陶器の知識 装飾

陶器には基本の装飾では、色彩や形を変化させることで、多様な造形美を作ることが可能です。焼成後には質量が縮まったり、釉薬が不規則に溶け出すことがあるため、このような変化も計算した上で作る技術が発達しました。

刷毛目は筆を使って表現するデザインで、主に白色の釉薬が使われます。この方法で陶器には自然な風合いが生まれ、料理の器として使うと素材の色彩と調和するようになります。染付は中国で生まれた技法の一つで、素地に対しては呉須を使って絵付けをしてから、さらに透明釉を使って焼き上げたものです。青色の色彩が特徴で、日本では有田焼で盛んに使われるようになりました。

陶器の装飾の中で、鮮やかな緑色が特徴になるものでは織部が代表的です。釉薬には鉱物の銅を用いながら、酸化焼成の窯で焼き上げると緑色になる仕組みです。専門的には織部釉とも呼ばれており、日本で独自に発展した技術としても知られています。
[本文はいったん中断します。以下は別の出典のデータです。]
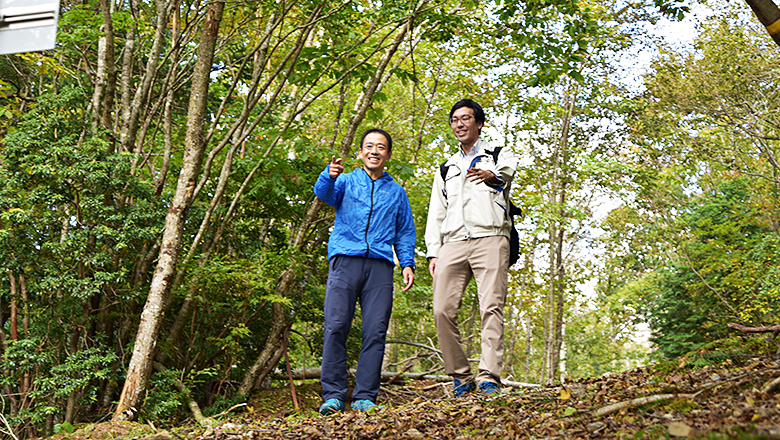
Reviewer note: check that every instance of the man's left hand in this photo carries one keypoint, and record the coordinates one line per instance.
(479, 176)
(408, 278)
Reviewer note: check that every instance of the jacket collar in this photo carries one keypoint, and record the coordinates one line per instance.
(385, 175)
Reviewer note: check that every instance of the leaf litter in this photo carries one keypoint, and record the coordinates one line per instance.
(725, 401)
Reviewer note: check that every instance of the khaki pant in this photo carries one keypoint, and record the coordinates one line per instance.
(487, 259)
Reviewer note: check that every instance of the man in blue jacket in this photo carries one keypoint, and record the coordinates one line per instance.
(373, 217)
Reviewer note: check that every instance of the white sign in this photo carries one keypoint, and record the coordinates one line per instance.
(28, 25)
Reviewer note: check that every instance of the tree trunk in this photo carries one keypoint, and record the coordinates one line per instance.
(140, 367)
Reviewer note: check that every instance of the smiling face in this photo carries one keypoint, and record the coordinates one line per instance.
(465, 127)
(375, 152)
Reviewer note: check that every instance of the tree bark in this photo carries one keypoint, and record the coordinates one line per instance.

火襷は釉薬を使わない焼締陶器で用いられる技法です。皿を重ねて焼成する場合には、接着を防ぐために藁を重ねると、アルカリ成分が土の鉄分と化学反応して美しい赤色になります。柔らかい素地に対して櫛形の道具で装飾を付けることは、櫛目と呼ばれていますが、すり鉢の内側の溝も同じような技法で作られています。